Il sindaco ha difeso la bontà dell’affare, che secondo lui era servito per “far cassa”, vista la mancanza di liquidità del Comune. Dalle carte dell’indagine penale emerge invece un’altra verità, che ora la Procura contabile fa propria, ricordando i rapporti opachi con l’imprenditore asiatico, la gestione considerata “privatistica” dell’amministrazione pubblica, i sospetti di una scarsa autonomia del cosiddetto “Brugnaro blind trust”, istituito dal sindaco dopo l’elezione, a fine 2017, per rimuovere eventuali rischi di conflitto di interesse.

La procura della Corte dei Conti fa riferimento a un coinvolgimento diretto del sindaco Brugnaro e di altri soggetti pubblici tra cui Ceron e Donadini, oltre a Boraso, che all’epoca era assessore al patrimonio. Anzi i 60 mila euro di parcella, a cavallo della compravendita, vengono bollati come una “tangente” per aver favorito l’operazione commerciale. La Corte dei Conti descrive il clima di “corruzione ambientale” esistente all’interno degli uffici comunali, caratterizzato da omertà diffusa e dalla sottomissione agli interessi privati del sindaco soprattutto nei settori chiavi dell’urbanistica, dell’edilizia, delle gare di evidenza pubblica. Inoltre, “le finalità illecite perseguite dal sindaco e dei suoi collaboratori sono stati raggiunte anche grazie al contributo fattivo di alcuni dirigenti e funzionari del Comune che, senza opporsi alle pressioni esercitate dal primo cittadino e dai suoi collaboratori, hanno orientato l’azione amministrativa nella direzione da costoro voluta”.

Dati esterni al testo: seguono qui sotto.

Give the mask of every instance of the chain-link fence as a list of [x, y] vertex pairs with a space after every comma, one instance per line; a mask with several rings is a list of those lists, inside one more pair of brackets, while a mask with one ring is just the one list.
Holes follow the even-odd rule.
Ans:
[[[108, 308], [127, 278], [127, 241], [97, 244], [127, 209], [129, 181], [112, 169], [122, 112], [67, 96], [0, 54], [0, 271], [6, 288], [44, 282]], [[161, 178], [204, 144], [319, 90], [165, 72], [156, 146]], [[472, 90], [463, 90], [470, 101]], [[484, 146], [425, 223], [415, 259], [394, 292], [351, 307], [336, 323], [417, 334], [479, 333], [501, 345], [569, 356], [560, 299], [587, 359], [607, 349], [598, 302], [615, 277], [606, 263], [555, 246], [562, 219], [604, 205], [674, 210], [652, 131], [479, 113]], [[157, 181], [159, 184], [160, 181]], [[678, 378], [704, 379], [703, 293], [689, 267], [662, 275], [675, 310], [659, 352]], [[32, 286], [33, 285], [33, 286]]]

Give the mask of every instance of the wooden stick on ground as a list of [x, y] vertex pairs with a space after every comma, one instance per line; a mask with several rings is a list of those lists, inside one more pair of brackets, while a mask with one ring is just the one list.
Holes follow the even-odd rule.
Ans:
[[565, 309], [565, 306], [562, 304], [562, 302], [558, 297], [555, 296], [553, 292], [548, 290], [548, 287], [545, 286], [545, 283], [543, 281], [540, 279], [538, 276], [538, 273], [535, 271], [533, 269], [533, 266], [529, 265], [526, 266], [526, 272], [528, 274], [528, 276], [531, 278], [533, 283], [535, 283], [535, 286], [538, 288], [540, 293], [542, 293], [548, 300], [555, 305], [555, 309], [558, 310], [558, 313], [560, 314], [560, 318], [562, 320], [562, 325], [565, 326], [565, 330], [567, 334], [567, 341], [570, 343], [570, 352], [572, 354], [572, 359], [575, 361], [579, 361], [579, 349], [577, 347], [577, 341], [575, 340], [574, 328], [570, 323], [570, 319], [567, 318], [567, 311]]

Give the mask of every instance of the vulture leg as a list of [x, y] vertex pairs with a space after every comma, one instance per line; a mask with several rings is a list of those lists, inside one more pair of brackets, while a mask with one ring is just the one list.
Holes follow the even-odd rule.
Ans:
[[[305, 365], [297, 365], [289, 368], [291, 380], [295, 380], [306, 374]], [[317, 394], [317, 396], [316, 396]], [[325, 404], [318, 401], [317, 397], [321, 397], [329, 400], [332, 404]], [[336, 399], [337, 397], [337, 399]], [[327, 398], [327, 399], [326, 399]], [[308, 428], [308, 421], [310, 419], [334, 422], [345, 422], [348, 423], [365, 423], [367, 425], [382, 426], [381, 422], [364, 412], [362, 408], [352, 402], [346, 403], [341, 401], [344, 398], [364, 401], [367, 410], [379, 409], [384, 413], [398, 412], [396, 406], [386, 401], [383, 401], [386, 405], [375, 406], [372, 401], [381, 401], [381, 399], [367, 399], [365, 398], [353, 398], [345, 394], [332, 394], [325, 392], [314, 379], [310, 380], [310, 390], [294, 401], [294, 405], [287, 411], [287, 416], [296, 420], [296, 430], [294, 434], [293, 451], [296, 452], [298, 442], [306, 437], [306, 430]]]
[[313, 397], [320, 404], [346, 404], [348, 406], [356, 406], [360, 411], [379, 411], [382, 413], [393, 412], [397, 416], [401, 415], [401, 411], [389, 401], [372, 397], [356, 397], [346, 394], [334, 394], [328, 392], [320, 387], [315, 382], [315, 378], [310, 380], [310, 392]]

L’addebito ai componenti della giunta del 2017 riguarda la delibera 261, adottata “senza avere adeguatamente ponderato, né motivato le ragioni della diminuzione di prezzo del palazzo” che soltanto un anno prima con la delibera 339 risultava valorizzato per una cifra ben più elevata”. La data di esordio della prescrizione quinquennale dell’azione di responsabilità erariale decorre dal 19 febbraio 2024, quando la Procura della Repubblica licenziò la richiesta di misure cautelari, poi sfociata negli arresti di luglio.